According to the Rotterdam criteria of 2003, the diagnosis of PCOS can be made if at least two of the following signs are present:
The absence of ovulation or rare ovulatory cycles;
Clinical and/or biochemical signs of hyperandrogenia;
Polycystic ovaries according to the US investigation.
Polycystosis is often mistaken for multifollicular ovaries in young women when ovaries may be enlarged and may contain a large number of antral follicles, but a woman still has a regular menstrual cycle and ovulation and does not have any problems with impregnation.

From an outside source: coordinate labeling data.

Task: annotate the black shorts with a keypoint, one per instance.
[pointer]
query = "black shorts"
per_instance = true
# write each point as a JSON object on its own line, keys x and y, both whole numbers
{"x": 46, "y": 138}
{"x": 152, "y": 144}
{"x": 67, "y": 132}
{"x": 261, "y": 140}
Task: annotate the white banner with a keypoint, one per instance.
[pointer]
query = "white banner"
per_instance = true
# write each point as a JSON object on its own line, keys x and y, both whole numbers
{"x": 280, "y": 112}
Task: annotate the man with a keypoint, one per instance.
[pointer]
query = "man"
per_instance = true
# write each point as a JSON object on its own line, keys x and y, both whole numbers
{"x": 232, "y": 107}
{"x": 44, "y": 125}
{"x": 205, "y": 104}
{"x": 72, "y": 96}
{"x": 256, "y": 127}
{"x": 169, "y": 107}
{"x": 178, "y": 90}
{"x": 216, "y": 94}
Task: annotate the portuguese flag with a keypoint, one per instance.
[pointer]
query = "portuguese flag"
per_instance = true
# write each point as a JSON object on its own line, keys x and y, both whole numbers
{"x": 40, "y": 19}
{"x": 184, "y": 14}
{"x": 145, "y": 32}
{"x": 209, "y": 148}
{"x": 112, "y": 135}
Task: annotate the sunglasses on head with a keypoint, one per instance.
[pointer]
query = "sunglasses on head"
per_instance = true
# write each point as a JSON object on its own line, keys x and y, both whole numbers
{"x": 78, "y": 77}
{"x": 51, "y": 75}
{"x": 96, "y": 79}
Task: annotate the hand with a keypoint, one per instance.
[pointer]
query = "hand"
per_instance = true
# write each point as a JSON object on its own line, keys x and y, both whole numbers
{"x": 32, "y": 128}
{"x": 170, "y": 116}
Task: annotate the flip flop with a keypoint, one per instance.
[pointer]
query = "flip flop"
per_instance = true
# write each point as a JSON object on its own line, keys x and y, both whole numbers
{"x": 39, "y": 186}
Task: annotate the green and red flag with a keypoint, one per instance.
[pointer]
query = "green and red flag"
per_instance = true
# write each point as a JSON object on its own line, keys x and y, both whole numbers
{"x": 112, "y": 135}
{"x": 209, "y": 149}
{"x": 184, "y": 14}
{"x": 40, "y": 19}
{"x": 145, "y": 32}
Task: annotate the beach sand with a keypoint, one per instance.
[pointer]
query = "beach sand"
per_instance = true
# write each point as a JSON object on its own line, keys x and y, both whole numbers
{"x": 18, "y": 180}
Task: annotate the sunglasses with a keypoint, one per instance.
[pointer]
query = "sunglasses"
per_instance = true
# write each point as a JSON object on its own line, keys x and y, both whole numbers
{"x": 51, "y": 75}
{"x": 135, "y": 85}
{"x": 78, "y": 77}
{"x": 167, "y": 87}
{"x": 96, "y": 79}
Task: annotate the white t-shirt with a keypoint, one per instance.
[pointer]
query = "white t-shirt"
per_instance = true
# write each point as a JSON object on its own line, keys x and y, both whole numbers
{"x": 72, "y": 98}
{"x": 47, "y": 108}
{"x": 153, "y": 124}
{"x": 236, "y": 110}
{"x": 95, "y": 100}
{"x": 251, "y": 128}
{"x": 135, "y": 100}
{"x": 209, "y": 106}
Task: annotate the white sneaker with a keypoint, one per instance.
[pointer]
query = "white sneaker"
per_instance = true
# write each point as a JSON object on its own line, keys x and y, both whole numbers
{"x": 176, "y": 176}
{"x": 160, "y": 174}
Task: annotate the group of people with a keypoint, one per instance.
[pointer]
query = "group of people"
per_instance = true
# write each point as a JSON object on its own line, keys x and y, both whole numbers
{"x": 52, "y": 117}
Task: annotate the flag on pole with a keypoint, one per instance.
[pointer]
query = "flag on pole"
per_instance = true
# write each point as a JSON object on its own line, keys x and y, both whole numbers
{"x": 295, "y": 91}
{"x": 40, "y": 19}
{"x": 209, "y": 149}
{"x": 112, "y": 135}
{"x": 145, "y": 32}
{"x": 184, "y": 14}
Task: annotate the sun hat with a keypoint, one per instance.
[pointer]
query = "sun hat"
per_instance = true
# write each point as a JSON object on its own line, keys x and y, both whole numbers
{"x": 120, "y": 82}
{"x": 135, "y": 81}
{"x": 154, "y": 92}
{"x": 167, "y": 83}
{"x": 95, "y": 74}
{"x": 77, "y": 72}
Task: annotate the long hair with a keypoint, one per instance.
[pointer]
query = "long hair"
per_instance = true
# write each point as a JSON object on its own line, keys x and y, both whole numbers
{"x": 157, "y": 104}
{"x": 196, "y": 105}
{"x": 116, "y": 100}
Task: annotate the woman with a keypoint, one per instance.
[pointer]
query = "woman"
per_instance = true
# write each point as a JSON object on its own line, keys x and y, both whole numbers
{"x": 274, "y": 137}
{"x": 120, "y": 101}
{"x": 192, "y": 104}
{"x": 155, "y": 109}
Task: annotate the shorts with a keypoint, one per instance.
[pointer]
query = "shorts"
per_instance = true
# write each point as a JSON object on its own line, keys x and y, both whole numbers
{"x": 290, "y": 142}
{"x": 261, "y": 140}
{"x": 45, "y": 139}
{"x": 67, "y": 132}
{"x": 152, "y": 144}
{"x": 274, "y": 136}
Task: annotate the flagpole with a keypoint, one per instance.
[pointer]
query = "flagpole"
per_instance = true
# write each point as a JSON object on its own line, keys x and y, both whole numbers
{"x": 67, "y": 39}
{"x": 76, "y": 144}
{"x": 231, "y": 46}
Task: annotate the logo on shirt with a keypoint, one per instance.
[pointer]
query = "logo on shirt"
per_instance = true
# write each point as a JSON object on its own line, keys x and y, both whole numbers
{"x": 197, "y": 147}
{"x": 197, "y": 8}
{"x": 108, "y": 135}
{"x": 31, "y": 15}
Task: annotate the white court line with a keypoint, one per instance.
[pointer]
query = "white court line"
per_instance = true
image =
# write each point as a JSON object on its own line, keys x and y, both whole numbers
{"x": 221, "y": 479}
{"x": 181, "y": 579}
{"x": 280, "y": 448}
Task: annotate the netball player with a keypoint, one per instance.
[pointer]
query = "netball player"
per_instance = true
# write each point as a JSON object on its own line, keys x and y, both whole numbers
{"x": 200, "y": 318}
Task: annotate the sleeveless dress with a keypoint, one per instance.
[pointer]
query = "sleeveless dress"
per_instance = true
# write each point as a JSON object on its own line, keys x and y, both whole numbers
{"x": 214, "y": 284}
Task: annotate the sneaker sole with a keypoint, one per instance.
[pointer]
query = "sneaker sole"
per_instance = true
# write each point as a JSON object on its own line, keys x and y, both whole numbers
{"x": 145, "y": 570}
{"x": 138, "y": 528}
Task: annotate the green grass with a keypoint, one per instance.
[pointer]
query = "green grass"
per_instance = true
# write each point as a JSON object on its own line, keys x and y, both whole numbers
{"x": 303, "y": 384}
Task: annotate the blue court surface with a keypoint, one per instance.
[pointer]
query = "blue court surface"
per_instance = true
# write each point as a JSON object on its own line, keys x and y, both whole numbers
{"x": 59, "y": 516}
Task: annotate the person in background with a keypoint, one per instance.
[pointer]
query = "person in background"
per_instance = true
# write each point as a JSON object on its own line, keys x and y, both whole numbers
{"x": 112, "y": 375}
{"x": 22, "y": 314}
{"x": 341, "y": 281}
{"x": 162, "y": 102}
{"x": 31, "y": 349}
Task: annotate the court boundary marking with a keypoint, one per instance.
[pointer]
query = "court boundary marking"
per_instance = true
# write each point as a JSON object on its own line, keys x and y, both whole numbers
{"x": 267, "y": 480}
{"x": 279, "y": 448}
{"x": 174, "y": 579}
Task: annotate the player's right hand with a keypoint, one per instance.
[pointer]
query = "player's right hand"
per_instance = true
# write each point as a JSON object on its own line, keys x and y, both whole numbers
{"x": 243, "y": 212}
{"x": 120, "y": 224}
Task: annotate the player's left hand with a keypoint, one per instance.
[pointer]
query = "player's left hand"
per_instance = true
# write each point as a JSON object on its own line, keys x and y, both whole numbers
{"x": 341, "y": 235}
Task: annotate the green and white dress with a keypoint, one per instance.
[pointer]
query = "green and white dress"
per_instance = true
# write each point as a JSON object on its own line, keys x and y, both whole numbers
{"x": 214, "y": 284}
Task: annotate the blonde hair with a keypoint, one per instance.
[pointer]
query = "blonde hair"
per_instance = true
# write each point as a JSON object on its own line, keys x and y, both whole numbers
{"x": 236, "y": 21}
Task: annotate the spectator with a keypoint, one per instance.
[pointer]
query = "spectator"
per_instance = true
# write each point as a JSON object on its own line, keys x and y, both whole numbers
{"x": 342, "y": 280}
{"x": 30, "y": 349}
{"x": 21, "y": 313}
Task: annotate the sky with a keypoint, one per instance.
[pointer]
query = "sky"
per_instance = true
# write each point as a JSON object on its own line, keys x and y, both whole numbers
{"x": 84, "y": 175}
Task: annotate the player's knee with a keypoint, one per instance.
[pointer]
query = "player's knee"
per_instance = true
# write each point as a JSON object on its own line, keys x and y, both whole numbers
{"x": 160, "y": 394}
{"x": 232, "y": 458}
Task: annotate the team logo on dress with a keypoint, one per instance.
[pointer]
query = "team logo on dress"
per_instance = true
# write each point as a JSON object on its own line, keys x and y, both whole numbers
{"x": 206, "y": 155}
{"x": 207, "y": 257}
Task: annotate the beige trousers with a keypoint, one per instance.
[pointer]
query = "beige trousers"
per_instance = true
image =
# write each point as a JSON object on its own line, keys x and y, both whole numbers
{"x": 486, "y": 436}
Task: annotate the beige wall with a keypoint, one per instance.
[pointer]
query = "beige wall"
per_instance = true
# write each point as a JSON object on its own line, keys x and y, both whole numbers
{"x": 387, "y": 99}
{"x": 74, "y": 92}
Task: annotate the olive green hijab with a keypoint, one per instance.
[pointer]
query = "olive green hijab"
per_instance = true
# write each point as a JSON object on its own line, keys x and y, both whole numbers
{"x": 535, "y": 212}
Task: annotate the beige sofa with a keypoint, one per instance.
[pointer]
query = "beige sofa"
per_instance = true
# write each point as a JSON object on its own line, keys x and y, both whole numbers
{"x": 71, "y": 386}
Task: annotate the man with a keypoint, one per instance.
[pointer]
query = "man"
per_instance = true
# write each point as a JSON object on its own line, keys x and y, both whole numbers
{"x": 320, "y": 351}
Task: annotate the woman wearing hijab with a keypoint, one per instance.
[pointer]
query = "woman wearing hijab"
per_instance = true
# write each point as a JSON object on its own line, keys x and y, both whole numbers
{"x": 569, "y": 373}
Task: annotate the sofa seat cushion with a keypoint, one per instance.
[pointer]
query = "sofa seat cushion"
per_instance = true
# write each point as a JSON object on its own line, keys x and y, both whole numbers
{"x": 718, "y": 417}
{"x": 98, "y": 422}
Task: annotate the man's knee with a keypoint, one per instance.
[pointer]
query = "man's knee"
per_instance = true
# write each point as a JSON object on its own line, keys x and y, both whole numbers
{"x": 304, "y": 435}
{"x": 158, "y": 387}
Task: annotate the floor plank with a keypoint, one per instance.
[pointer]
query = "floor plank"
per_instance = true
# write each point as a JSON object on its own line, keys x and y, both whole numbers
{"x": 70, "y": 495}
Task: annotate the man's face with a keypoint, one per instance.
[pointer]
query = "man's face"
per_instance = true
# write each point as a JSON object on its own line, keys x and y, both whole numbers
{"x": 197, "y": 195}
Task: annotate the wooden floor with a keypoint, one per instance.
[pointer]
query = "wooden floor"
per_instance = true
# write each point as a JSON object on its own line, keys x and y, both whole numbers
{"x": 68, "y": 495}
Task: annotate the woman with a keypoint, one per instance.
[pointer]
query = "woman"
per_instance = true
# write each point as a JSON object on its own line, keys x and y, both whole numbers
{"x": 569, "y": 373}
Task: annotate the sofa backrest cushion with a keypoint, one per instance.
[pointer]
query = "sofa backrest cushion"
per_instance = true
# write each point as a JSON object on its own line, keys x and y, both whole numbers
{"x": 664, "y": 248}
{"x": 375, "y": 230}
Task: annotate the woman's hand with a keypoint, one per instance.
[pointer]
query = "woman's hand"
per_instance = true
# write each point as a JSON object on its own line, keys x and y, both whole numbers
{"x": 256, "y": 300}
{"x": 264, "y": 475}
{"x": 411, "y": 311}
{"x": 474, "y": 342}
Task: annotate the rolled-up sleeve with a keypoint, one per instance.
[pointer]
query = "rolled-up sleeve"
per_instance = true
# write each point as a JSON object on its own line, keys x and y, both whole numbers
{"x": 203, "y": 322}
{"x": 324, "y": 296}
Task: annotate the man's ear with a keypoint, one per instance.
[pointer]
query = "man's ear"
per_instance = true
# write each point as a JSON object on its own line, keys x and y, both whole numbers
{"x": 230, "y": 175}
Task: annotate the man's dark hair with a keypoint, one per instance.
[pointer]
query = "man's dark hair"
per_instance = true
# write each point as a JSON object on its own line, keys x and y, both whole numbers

One should not forget that PCOS is a diagnosis of exclusion. There are many endocrine diseases that can induce these or those symptoms typical of polycystosis, which is why before making this diagnosis one should exclude a pathology of the thyroid gland, hyperprolactinemia, an androgen-secreting tumor, adrenal cortex dysfunction et cetera.
PCOS is fairly often associated with insulin resistance and overweight which can in their turn lead to the development of diabetes mellitus, hypertonic disease, hyperplastic processes etc. For patients like these, a change of lifestyle aiming at weight reduction would be recommended as first-line therapy. For this purpose, diet optimization, low calorie intake and increased daily physical activity are necessary. The fat tissue is the repository of androgens which is why after the normalization of body weight index (BMI) values the androgen level often returns to normal, ovulation recovers and a natural pregnancy occurs without the administration of any drugs. Hence, mustering your willpower can save you money you would otherwise spend on drugs and treatment, save your nervous energy and not only help you achieve pregnancy itself but also reward you with good health for many years to come.
In case there is no ovulation despite all attempts to restore it, one should turn to ART (controlled ovulation induction, artificial insemination or IVF) to achieve pregnancy.